PIREYRE, président Arrêt n° 460 F-D Pourvoi n° D 18-25.467 R É P U B L I Q U E F R A N Ç A I S E _________________________ _________________________ ARRÊT DE LA COUR DE CASSATION, DEUXIÈME CHAMBRE CIVILE, DU 28 MAI 2020 M.
Q...
C..., domicilié [...] , a formé le pourvoi n° D 18-25.467 contre l'arrêt rendu le 24 mai 2018 par la cour d'appel de Versailles (5e chambre), dans le litige l'opposant : 1°/ à la société Renault, société par actions simplifiée, dont le siège est [...] , 2°/ à la caisse primaire d'assurance maladie (CPAM) des Hauts-de-Seine, dont le siège est [...] , défenderesses à la cassation.
Le demandeur invoque, à l'appui de son pourvoi, les quatre moyens de cassation annexés au présent arrêt.
Le dossier a été communiqué au procureur général.
Sur le rapport de Mme Brinet, conseiller référendaire, les observations de la SCP Lyon-Caen et Thiriez, avocat de M.

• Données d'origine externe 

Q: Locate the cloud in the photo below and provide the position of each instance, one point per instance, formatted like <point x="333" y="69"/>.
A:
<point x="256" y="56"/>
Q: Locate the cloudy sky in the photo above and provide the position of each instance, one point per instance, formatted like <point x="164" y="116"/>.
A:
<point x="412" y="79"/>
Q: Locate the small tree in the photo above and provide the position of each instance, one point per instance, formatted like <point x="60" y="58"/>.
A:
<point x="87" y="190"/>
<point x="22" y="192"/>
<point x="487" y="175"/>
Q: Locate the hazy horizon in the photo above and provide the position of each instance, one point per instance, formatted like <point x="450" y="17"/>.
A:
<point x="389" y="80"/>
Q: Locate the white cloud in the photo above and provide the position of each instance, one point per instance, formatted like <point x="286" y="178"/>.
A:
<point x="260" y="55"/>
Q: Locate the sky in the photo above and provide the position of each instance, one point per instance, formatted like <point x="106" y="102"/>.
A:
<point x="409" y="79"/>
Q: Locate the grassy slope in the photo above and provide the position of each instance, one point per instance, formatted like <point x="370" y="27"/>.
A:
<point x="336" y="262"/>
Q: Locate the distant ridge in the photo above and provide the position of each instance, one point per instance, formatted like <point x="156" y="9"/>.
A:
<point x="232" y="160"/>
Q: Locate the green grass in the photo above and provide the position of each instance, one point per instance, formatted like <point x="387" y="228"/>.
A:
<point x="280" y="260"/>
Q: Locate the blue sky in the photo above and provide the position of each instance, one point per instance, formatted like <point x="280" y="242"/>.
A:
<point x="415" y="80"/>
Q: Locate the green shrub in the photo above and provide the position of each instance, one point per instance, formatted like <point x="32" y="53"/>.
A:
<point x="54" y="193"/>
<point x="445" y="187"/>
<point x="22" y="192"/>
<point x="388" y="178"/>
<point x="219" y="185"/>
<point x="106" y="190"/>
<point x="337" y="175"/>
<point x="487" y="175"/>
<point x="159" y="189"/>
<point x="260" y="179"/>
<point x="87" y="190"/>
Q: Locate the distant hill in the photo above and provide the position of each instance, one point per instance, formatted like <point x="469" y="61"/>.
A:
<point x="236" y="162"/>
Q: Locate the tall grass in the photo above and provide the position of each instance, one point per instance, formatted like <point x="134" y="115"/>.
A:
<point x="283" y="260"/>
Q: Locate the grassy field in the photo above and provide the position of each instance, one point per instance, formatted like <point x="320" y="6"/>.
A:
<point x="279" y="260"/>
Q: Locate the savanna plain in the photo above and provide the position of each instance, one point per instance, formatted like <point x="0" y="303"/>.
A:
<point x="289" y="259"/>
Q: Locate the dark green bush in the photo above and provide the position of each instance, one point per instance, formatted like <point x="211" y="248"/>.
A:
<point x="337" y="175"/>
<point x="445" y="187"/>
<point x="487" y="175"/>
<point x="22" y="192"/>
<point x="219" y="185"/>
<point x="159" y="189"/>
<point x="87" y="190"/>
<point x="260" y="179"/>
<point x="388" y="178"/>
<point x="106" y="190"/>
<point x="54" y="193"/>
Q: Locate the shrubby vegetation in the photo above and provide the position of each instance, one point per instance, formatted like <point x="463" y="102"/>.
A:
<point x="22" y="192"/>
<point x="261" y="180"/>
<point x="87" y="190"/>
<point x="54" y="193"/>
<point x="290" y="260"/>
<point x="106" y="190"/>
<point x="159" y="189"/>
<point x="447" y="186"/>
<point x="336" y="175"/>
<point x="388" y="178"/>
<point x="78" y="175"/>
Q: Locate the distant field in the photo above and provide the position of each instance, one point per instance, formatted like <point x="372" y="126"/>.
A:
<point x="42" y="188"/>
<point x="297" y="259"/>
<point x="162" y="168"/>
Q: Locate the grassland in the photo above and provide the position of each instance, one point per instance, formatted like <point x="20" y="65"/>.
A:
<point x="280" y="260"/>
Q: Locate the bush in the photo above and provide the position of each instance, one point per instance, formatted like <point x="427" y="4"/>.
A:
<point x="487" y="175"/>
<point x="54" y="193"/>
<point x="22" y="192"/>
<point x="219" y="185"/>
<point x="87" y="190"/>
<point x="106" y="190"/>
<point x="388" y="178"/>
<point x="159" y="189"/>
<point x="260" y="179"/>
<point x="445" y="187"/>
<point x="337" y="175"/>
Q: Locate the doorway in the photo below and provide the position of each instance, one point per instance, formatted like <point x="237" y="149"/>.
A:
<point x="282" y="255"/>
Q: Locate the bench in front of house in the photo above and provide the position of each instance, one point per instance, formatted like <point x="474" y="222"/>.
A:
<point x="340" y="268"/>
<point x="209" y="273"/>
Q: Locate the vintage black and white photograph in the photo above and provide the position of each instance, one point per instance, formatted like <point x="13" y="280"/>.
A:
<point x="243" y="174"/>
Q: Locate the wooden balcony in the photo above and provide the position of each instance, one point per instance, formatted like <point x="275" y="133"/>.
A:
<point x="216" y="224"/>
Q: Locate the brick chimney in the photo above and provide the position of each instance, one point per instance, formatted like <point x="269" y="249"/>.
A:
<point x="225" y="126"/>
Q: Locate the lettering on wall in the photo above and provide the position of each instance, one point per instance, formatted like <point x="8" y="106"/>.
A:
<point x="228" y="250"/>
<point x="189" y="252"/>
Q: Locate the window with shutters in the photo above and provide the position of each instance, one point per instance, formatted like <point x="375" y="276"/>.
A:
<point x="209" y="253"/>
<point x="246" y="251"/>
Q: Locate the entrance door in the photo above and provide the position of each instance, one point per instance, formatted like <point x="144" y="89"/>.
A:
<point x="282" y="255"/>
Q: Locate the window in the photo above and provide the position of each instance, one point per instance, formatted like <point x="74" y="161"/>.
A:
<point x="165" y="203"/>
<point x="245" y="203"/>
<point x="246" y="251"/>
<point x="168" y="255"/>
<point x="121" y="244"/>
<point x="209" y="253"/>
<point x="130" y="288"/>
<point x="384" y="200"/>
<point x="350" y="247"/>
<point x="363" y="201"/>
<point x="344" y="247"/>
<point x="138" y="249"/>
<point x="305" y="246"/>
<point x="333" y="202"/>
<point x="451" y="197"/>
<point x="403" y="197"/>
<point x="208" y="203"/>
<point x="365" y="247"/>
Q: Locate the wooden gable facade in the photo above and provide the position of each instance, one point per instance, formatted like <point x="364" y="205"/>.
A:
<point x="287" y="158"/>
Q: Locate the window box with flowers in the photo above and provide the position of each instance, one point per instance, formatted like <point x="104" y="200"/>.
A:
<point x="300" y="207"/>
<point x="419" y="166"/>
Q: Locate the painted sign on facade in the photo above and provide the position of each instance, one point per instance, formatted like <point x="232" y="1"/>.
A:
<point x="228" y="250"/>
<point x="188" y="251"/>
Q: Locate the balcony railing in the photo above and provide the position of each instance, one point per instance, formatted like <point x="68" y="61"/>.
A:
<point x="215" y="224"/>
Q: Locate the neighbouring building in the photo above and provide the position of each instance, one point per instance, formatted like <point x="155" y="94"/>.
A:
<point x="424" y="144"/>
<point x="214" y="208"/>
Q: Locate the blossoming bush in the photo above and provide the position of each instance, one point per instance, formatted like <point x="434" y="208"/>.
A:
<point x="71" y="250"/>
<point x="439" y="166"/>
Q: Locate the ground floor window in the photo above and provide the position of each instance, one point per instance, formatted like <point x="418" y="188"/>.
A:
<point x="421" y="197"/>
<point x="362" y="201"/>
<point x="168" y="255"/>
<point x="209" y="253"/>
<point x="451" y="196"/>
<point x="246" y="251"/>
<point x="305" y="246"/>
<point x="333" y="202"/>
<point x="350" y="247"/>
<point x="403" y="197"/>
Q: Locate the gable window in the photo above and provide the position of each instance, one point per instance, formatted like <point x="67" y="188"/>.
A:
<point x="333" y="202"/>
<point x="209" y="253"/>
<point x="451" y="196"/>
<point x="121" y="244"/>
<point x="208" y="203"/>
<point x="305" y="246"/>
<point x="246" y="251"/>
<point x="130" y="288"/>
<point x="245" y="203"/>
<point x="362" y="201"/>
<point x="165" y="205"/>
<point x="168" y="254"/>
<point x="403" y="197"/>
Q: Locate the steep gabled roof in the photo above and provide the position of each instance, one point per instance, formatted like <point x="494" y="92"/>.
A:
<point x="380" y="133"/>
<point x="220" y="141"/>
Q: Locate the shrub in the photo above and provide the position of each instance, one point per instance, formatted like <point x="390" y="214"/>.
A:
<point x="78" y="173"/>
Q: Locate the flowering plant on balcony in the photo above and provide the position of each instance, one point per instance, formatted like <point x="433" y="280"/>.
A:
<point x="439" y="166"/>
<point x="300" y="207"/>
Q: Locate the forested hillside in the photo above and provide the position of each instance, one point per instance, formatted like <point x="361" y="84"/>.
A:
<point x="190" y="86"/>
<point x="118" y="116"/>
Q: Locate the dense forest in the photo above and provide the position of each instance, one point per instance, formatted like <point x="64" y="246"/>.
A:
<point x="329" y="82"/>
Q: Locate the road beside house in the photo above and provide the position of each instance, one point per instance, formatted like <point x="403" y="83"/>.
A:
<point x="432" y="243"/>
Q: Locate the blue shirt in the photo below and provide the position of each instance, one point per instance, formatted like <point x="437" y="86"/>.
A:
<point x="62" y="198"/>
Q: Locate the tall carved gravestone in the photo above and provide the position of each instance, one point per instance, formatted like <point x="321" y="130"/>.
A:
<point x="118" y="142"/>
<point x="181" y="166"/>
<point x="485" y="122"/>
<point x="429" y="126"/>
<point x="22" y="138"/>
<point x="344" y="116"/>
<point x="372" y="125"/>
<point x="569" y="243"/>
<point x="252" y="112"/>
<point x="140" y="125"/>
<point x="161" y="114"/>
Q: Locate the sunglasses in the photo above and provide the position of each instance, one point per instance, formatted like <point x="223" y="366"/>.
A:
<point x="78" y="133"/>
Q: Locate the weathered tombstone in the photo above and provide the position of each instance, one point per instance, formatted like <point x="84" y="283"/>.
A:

C..., de la SCP Célice, Texidor, Périer, avocat de la société Renault, de la SCP Gatineau, Fattaccini et Rebeyrol, avocat de la caisse primaire d'assurance maladie des Hauts-de-Seine, et l'avis de M. de Monteynard, avocat général, après débats en l'audience publique du 4 mars 2020 où étaient présents M.
Pireyre, président, Mme Brinet, conseiller référendaire rapporteur, M.
Prétot, conseiller doyen, et Mme Szirek, greffier de chambre, la deuxième chambre civile de la Cour de cassation, composée des président et conseillers précités, après en avoir délibéré conformément à la loi, a rendu le présent arrêt.
Faits et procédure 1.
Selon l'arrêt attaqué (Versailles, 24 mai 2018), M.
C... (la victime) salarié de la société Renault de 1973 à 2008, a souscrit, le 14 février 2011, une déclaration de maladie professionnelle en joignant deux certificats médicaux faisant état, pour le premier, de « souffrance psychique consécutive à des conflits du travail avec sa hiérarchie avec troubles du sommeil, stress important avec composante dépressive, nécessité de consultations spécialisées », pour le second, d'une « aggravation des troubles psoriasiformes cutanés et des rhumatismes psoriasiques avec douleurs récurrentes retentissant sur sa vie quotidienne ». 2.
La caisse a instruit ces déclarations s'agissant de deux maladies distinctes : la première concernant les troubles psychiques et la seconde concernant le versant somatique et l'aggravation du psoriasis.
Elle a refusé le 1er août 2011 de prendre en charge les troubles liés à l'aggravation du psoriasis, le service médical estimant que le taux d'IPP était inférieur à 25 %. 3.
Par jugement du 23 mai 2014, le tribunal du contentieux de l'incapacité, saisi par la victime a jugé que le taux d'incapacité permanente partielle en relation avec l'aggravation du psoriasis était inférieur à 25 %.